The method uses a flatten/unflatten pattern:
- Flatten: Concatenate all token labels and predicted probabilities across all sentences into single, unified arrays as if they were independent classification examples.
- Filter: Apply standard cleanlab label issue detection (confident learning) on the flattened arrays to identify which individual tokens have label issues.
- Unflatten: Map the flagged token indices back to their original (sentence_index, token_index) positions using a cumulative length mapping.
This approach leverages cleanlab's well-established label issue detection methods for standard classification while adapting them to the structured, variable-length nature of sequence labeling data. The output is a list of (sentence, token) tuples that can be used directly for targeted review and correction.
Usage
Token label issue filtering is used when the goal is to identify the specific mislabeled tokens in a sequence labeling dataset.
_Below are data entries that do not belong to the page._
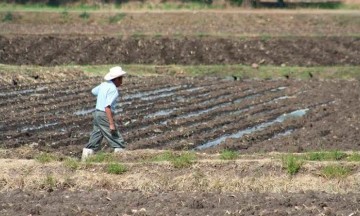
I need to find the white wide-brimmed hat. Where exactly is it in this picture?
[104,66,126,81]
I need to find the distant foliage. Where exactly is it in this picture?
[182,0,213,5]
[79,11,90,19]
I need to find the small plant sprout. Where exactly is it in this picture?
[282,155,303,176]
[220,150,239,160]
[107,163,127,175]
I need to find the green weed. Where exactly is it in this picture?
[109,13,126,24]
[282,155,303,175]
[35,153,58,163]
[79,11,90,19]
[1,12,14,22]
[41,175,57,190]
[305,151,347,161]
[107,163,127,175]
[347,153,360,162]
[64,158,80,170]
[321,165,351,179]
[152,152,196,168]
[220,150,239,160]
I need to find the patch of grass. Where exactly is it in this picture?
[305,151,348,161]
[152,151,175,161]
[109,13,126,24]
[170,153,196,168]
[152,151,196,168]
[321,165,351,179]
[282,155,303,175]
[35,153,58,163]
[131,32,146,39]
[79,11,90,19]
[347,153,360,162]
[86,152,115,163]
[1,12,14,22]
[220,150,239,160]
[64,158,80,170]
[106,163,127,175]
[41,175,57,190]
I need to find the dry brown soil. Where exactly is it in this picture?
[0,10,360,66]
[0,8,360,216]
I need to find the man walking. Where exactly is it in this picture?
[82,66,126,161]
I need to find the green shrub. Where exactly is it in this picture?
[321,165,351,178]
[107,163,127,175]
[86,152,115,163]
[220,150,239,160]
[282,155,302,175]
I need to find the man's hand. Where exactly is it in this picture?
[110,124,116,133]
[105,106,116,134]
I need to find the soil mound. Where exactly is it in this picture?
[0,36,360,66]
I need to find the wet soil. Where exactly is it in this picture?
[0,76,360,157]
[0,190,360,215]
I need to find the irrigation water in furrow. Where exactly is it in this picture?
[0,77,324,155]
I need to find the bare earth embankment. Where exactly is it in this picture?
[0,10,360,216]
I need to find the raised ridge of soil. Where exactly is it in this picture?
[0,36,360,66]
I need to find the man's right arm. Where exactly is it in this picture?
[91,85,100,96]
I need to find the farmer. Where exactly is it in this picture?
[82,66,126,161]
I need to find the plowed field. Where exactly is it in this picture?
[0,76,360,156]
[0,7,360,216]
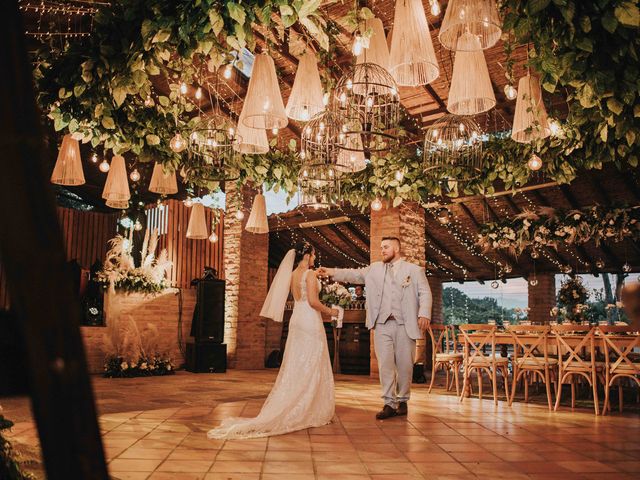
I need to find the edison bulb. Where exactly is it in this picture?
[129,168,140,182]
[527,153,542,172]
[504,84,518,100]
[169,133,187,153]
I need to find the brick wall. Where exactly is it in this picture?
[81,288,196,373]
[528,273,556,323]
[224,182,269,369]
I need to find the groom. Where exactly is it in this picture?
[318,237,431,420]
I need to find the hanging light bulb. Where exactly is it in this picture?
[527,153,542,172]
[504,84,518,100]
[351,35,363,57]
[129,168,140,182]
[430,0,440,17]
[169,132,187,153]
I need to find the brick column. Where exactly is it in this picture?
[369,203,426,377]
[527,273,556,323]
[224,182,269,369]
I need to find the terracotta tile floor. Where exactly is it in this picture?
[3,371,640,480]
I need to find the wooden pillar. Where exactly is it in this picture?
[527,273,556,323]
[370,203,426,377]
[224,182,269,369]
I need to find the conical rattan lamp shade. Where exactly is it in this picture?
[233,103,269,155]
[187,203,209,240]
[102,155,131,208]
[149,162,178,195]
[438,0,502,52]
[357,17,389,70]
[511,75,551,143]
[389,0,440,87]
[286,50,324,122]
[447,33,496,115]
[242,53,289,129]
[51,135,85,186]
[245,193,269,233]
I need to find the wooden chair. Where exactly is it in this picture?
[507,325,558,410]
[551,325,600,415]
[427,323,462,395]
[598,325,640,415]
[459,324,509,405]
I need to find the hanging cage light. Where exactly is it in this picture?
[298,164,340,208]
[333,63,400,153]
[447,32,496,115]
[389,0,440,87]
[438,0,502,52]
[185,114,242,181]
[423,114,482,184]
[286,50,324,122]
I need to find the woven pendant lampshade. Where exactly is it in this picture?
[51,135,85,186]
[511,75,551,143]
[187,203,209,240]
[447,32,496,115]
[242,53,289,130]
[438,0,502,52]
[286,50,324,122]
[389,0,440,87]
[357,17,389,69]
[149,162,178,195]
[102,155,131,208]
[244,193,269,233]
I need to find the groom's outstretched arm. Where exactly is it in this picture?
[318,267,370,285]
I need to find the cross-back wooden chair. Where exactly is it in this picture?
[507,325,558,410]
[459,324,509,405]
[428,323,462,395]
[551,325,600,415]
[598,325,640,415]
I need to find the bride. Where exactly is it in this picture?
[207,243,340,439]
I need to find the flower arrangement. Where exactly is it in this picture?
[478,205,640,255]
[320,283,352,308]
[97,228,171,294]
[103,315,175,378]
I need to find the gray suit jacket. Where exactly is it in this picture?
[333,259,432,339]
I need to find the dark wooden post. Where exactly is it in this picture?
[0,2,108,480]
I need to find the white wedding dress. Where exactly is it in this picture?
[207,270,335,439]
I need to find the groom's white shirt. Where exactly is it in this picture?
[333,259,432,340]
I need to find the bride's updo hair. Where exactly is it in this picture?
[294,242,315,265]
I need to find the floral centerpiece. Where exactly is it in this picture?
[558,277,589,321]
[97,228,171,294]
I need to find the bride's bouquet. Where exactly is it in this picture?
[320,283,351,328]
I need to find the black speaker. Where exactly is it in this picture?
[191,279,225,343]
[187,340,227,373]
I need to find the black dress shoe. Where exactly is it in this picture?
[376,405,397,420]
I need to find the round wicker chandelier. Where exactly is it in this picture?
[332,62,400,153]
[187,113,242,180]
[423,114,482,181]
[298,164,340,209]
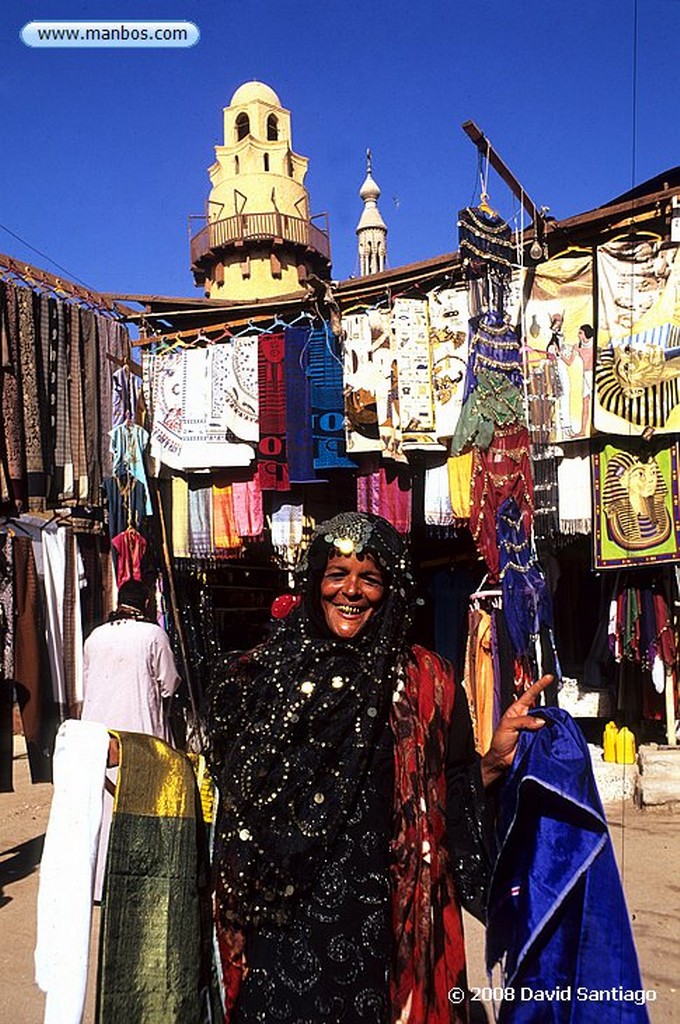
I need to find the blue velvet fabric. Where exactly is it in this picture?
[486,708,649,1024]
Typical applications include:
- Targeted correction: Providing annotators with the exact tokens that need relabeling, rather than entire sentences.
- Error analysis: Understanding which token positions or entity boundaries are most error-prone.
- Input to visualization: Feeding identified issues into the display function for human-readable output.
Theoretical Basis
The flatten/unflatten pattern operates as follows:
Flatten Phase. Given N sentences with token counts T_1, T_2, ..., T_N, concatenate all token labels into a single array of length T_total = sum(T_i), and similarly for predicted probabilities:
flat_labels = concat(labels[0], labels[1], ..., labels[N-1]) # shape: (T_total,)
flat_pred_probs = concat(pred_probs[0], pred_probs[1], ..., pred_probs[N-1]) # shape: (T_total, K)
Filter Phase. Apply filter.find_label_issues(flat_labels, flat_pred_probs) to identify indices of mislabeled tokens in the flattened array.
Unflatten Phase. Map each flagged flat index back to its original (sentence, token) position using cumulative sentence lengths:
cumulative_lengths = [0, T_1, T_1+T_2, ..., T_total]
For each flagged flat_index:
sentence_index = largest i such that cumulative_lengths[i] <= flat_index
token_index = flat_index - cumulative_lengths[sentence_index]
result.append((sentence_index, token_index))
Ranking. Results are ordered by the likelihood of being mislabeled (ascending quality score), so the most likely errors appear first.